JessicaTegner/pypandoc

Sorting the order of multiple globbed files

Opened this issue · 7 comments

PR #248 supports the ability to pass multiple files, but I notice that if I pass a glob pattern (eg *.html) to combine multiple files into a single PDF:

  • in the command line version of pandoc, the glob returned docs are parsed in alphabetical sort order;
  • in pypandoc, the glob returned files are parsed in an arbitrary order.

If a glob pattern is passed, eg to capture files 01.md, 02.md etc, it would be really useful if the sort order were respected.

@JessicaTegner I have added a fix for this in my PR. Can I be assigned to this. Let me know if I have to edit my code, thanks.

Hello @JessicaTegner ,

I saw that this request was merge here: #292

Upgrading from 1.9 to 1.10 caused a regression in my application.
As we can pass a list of files, with this change, it's now impossible to pass a list of files with my preferred order.
If I have files named book.md, addenda01.md, addenda02.md and I want to pass them keeping the order, it will not work.

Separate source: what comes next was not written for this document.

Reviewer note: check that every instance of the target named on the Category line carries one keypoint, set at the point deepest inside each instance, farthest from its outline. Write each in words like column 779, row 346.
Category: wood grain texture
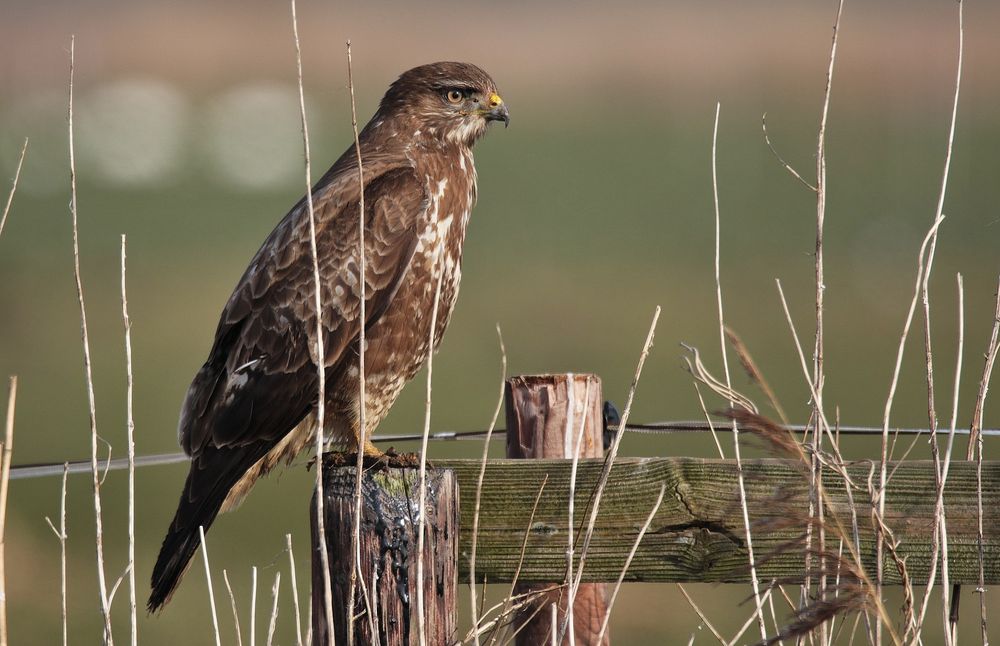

My suggestion is that the sorting should be done on user side. The change should be revert then.
If it's not possible to revert the change, I suggest that another argument sort_input_files=False is added (I don't think it's a good idea to add an argument just for that but I see no other possibility).

cc @psychemedia

IIRC, my original issye was inconsistency between default pandoc and pypandoc behaviours.

I think the multiple

I must be left to pandoc instead of doing it in this library

Pandoc accepts this command: pandoc _posts/*.md --from markdown -o books/cookbook.epub

When we use pypandoc as this: pypandoc.convert_file('_posts/*.md', 'epub', outputfile="books/test.epub")

instead of listing individually files before passing them to Pandoc as done here: https://github.com/JessicaTegner/pypandoc/blob/master/pypandoc/__init__.py#L159-L168
This glob (_posts/*.md) must be passed as it is to pandoc.

This will avoid inconsistency between pypandoc and pandoc and reduce the processing needed in this package. WDYT @JessicaTegner

@fsoedjede that seems okay on the surface, but I'm not sure if that would mean that we would run in to some errors with automatics detection of the file type (since I'm pretty sure we do that at some point)

Also @fsoedjede I just tried your command and I get the following output

pandoc.exe: tests/*.md: withBinaryFile: invalid argument (Invalid argument)                                             

Hi @JessicaTegner! I'm trying to track down the same withBinaryFile: invalid argument (Invalid argument) error I'm seeing with pandoc on Windows... any idea what could cause it? (There aren't many hits after searching for a while; in fact I think this error is the first I've seen.) Appreciate any insight you might have. Thanks!

Admittedly, I'm kinda doing something weird, but maybe these details help (?)... I'm running something like pandoc file.md -o file.docx on Windows with the latest pandoc version 3.1.9 and it works flawlessly in either PowerShell or Git Bash... but if I run from within a Rust utility in Git Bash via std::process::Command::new("sh").args(["-c", "pandoc file.md -o file.docx"]).spawn().unwrap().wait().unwrap() suddenly it doesn't work... but other commands via this method work fine. I have also tried several other Pandoc versions and so far they're all consistently working / not working in the same way.

It'd be nice if searching pandoc source code repo and/or issues for this error produced anything... ;-)